WASHINGTON — Five members of Maryland’s congressional delegation are pressing Gov. Larry Hogan to provide more information about the high-speed transit system called Hyperloop that entrepreneur Elon Musk wants to build between Baltimore and Washington.
Maryland officials in October granted permission for Musk’s company, The Boring Co., to dig tunnels under the Baltimore-Washington Parkway even as fundamental questions remain about federal and local oversight of the multibillion-dollar project.
“While the Hyperloop is an exciting project that has the potential to transform transportation along the entire U.S. East Coast, it is also a project that would utilize a wholly new technology and could have significant impacts on our constituents,” the lawmakers — all Democrats — wrote in their letter.

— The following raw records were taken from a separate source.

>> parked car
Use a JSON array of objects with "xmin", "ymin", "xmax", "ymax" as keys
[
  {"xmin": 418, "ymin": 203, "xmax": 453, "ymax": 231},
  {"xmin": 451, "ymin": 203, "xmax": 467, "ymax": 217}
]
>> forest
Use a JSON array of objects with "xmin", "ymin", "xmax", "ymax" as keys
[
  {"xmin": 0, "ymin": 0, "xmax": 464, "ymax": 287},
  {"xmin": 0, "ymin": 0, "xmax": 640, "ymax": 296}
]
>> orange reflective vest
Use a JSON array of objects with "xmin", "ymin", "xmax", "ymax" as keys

The federal lawmakers asked the Hogan administration to respond to 15 questions by April 20, including why the state granted a routine utility permit to begin work on a project that Musk’s company describes as an “ultra high-speed underground public transportation system in which passengers are transported on autonomous electric pods traveling at 600-plus miles per hour.”
The lawmakers asked whether the state conducted any environmental review before granting the permit and whether it performed any engineering analysis to ensure that the tunneling does not compromise the highway.

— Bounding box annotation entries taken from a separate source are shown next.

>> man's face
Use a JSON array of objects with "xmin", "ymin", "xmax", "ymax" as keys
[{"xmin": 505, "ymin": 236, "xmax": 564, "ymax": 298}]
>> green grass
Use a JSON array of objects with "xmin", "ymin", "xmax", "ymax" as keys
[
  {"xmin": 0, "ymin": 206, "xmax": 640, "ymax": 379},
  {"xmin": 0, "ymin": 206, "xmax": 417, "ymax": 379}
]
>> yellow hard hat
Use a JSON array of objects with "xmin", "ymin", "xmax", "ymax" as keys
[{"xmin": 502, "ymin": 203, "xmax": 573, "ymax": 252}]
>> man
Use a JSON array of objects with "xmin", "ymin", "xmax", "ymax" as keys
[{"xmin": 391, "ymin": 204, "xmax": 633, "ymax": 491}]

The Maryland attorney general’s office also has questioned the state’s use of a utility permit in January.
Erin Henson, a spokeswoman for the Maryland Department of Transportation, dismissed those concerns.
“We are not sure why the congressional members are asking about approvals from the federal government that they oversee or the reason for questions about I-295 that has no connection to the loop project,” Henson said in a statement. “Maryland is open to innovation, and we hope they’ll join us.”
City officials in Washington, D.C., also granted Musk’s company a building permit last year for a site along New York Avenue.
The letter is signed by Sens. Ben Cardin and Chris Van Hollen as well as Reps. Elijah E. Cummings of Baltimore, John Sarbanes of Baltimore County, Anthony G. Brown of Prince George’s County and Del. Eleanor Holmes Norton of the District of Columbia.